Interpreting Findings:
Interpreting neurocognitive findings requires correlation with Phe levels and adherence
Elevated Phe levels, even if transiently, are associated with poorer cognitive outcomes
Persistent elevation or significant fluctuations impact neurodevelopment
Difficulties in executive functions are common even in well-treated individuals
Long-term adherence is critical for maintaining cognitive function and preventing decline.
Management Adjustments:
Based on neurocognitive and biochemical monitoring, dietary adjustments may be necessary
This might involve fine-tuning Phe intake, increasing tyrosine supplementation, or exploring adjunctive therapies like sapropterin if indicated
Psychological support and behavioral interventions may also be implemented to address specific challenges.
Long Term Surveillance:
Long-term surveillance is essential to ensure sustained metabolic control and monitor for late-onset neurological or psychiatric manifestations
This includes annual or biennial comprehensive evaluations by the metabolic team, including neurocognitive and behavioral assessments.
Key Points
Exam Focus:
Early diagnosis via newborn screening is critical
Lifelong, strict low-phenylalanine diet is the mainstay of treatment
Regular monitoring of blood phenylalanine levels is essential
Tyrosine supplementation is crucial
Maternal PKU poses significant risks to the fetus.
Clinical Pearls:
Involve a multidisciplinary team (metabolic physician, dietitian, genetic counselor, neuropsychologist)

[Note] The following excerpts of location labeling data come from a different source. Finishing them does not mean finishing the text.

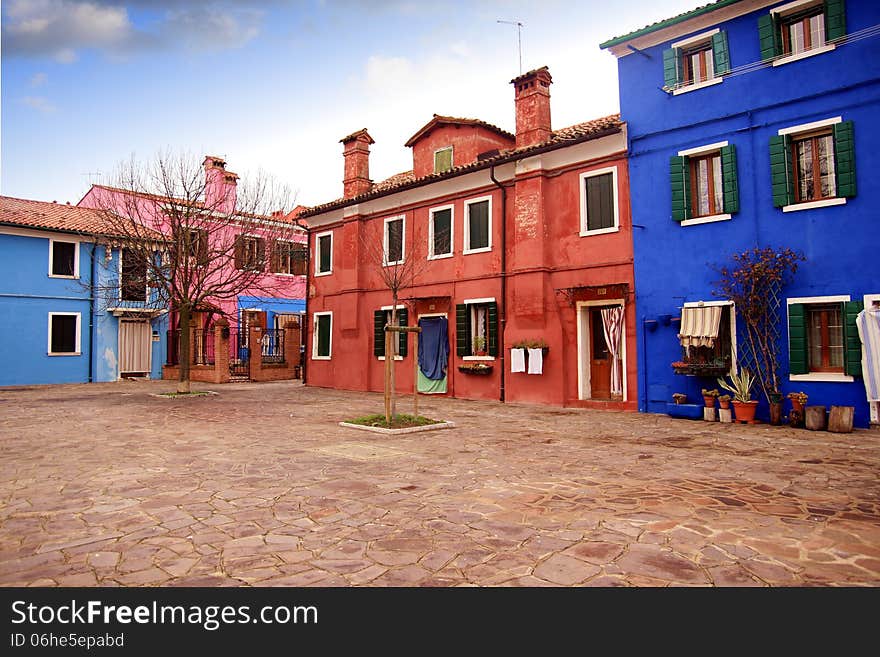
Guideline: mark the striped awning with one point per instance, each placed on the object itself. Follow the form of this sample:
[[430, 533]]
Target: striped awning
[[699, 326]]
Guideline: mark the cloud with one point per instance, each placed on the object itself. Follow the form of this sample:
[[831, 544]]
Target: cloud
[[61, 29], [39, 103]]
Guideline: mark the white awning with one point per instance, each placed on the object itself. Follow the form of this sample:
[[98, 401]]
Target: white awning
[[699, 326]]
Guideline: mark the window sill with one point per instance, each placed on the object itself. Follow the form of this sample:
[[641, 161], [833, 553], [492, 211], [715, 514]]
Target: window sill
[[828, 377], [828, 47], [828, 202], [699, 85], [600, 231], [711, 219]]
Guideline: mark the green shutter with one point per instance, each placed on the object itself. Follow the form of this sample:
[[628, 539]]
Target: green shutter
[[680, 182], [852, 355], [797, 339], [729, 180], [720, 53], [835, 19], [378, 333], [845, 159], [402, 318], [670, 67], [768, 36], [781, 177], [462, 330], [492, 328]]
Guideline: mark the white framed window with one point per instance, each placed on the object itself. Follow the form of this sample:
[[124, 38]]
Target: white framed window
[[478, 225], [393, 240], [443, 159], [598, 194], [324, 253], [322, 340], [441, 222], [63, 259], [64, 334]]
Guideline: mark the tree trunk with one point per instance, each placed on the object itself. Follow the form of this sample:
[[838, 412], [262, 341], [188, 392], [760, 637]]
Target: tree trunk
[[184, 357]]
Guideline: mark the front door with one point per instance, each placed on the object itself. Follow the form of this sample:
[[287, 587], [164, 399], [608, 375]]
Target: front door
[[134, 347], [600, 358]]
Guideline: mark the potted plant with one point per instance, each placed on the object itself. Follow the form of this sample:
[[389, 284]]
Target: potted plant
[[741, 387], [709, 397]]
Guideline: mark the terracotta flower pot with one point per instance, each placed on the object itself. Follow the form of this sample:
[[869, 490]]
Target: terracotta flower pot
[[745, 411]]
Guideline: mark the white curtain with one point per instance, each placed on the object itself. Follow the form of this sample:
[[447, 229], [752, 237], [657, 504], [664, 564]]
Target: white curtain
[[612, 323]]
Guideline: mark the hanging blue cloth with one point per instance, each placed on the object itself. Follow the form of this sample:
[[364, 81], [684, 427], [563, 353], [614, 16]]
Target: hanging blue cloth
[[434, 347]]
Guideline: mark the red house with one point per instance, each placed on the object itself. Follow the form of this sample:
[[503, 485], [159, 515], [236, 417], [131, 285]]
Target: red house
[[520, 241]]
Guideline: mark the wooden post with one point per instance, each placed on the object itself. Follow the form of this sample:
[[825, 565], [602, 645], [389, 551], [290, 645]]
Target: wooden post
[[416, 374], [388, 360]]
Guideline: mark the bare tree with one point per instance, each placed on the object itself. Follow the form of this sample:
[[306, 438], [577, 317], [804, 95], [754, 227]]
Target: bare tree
[[398, 264], [195, 237]]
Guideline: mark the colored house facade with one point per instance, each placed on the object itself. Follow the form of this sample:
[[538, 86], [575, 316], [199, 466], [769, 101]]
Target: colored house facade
[[753, 124], [514, 240], [59, 319], [277, 294]]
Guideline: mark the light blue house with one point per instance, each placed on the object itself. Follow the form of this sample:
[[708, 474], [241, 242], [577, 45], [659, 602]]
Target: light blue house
[[753, 123], [64, 317]]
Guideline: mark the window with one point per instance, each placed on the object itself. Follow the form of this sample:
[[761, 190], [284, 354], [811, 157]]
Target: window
[[324, 259], [696, 62], [443, 159], [63, 259], [440, 232], [250, 253], [323, 338], [64, 334], [476, 328], [289, 258], [813, 165], [704, 184], [393, 240], [380, 319], [599, 201], [133, 284], [823, 341], [801, 28], [478, 225]]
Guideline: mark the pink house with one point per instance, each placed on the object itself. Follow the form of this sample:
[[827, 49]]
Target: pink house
[[276, 295]]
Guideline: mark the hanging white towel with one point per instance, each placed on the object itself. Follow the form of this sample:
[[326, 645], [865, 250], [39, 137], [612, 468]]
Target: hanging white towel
[[536, 361], [517, 360]]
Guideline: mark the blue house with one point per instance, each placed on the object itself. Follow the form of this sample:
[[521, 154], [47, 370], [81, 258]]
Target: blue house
[[754, 124], [73, 309]]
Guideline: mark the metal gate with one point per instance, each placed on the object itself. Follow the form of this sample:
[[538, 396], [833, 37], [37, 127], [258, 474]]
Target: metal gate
[[239, 356]]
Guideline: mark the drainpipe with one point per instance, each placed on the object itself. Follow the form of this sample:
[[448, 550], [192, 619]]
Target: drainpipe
[[503, 313], [92, 313]]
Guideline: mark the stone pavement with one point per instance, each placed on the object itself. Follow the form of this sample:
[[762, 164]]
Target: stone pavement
[[104, 484]]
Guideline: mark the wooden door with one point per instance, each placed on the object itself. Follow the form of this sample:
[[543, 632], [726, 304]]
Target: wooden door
[[600, 358]]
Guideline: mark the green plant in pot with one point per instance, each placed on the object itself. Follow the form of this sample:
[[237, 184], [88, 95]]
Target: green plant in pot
[[741, 387]]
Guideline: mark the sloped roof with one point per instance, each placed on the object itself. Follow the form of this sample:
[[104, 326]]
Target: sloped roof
[[439, 120], [59, 217], [574, 134], [659, 25]]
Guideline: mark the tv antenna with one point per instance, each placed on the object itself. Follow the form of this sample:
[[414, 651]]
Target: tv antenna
[[518, 39]]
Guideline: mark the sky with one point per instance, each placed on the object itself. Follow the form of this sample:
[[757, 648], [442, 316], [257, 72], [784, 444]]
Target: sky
[[273, 86]]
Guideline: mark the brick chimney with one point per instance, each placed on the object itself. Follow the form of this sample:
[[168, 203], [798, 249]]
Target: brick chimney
[[220, 185], [357, 163], [532, 107]]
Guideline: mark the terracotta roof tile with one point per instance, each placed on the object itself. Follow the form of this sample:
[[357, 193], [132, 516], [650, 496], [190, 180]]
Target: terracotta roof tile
[[53, 216], [558, 139]]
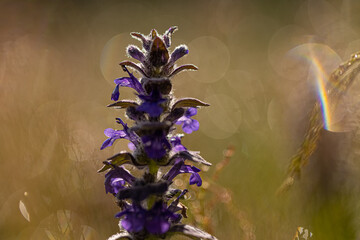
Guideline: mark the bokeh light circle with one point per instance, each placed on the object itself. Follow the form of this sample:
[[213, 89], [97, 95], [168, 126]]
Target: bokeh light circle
[[112, 54], [211, 56], [222, 119]]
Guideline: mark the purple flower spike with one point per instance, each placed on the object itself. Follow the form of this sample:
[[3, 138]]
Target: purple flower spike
[[181, 167], [115, 180], [157, 221], [131, 81], [176, 144], [112, 136], [189, 125], [152, 104], [179, 52], [156, 144], [134, 220]]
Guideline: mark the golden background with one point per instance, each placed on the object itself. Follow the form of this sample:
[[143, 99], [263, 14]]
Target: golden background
[[58, 60]]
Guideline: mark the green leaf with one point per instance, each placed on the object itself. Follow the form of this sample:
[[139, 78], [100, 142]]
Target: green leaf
[[123, 104], [118, 159], [189, 102]]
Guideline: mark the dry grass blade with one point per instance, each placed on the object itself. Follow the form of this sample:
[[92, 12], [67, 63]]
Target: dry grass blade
[[340, 81]]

Educate families thoroughly on dietary management and monitoring
Remember that tyrosine is conditionally essential and needs supplementation
Be aware of sapropterin as a potential adjunctive therapy for responsive patients.
Common Mistakes:
Discontinuing the diet after infancy or during adolescence
Inadequate monitoring of blood phenylalanine levels
Insufficient tyrosine supplementation
Underestimating the importance of lifelong adherence for preventing neurocognitive deficits
Poor control of maternal PKU during pregnancy.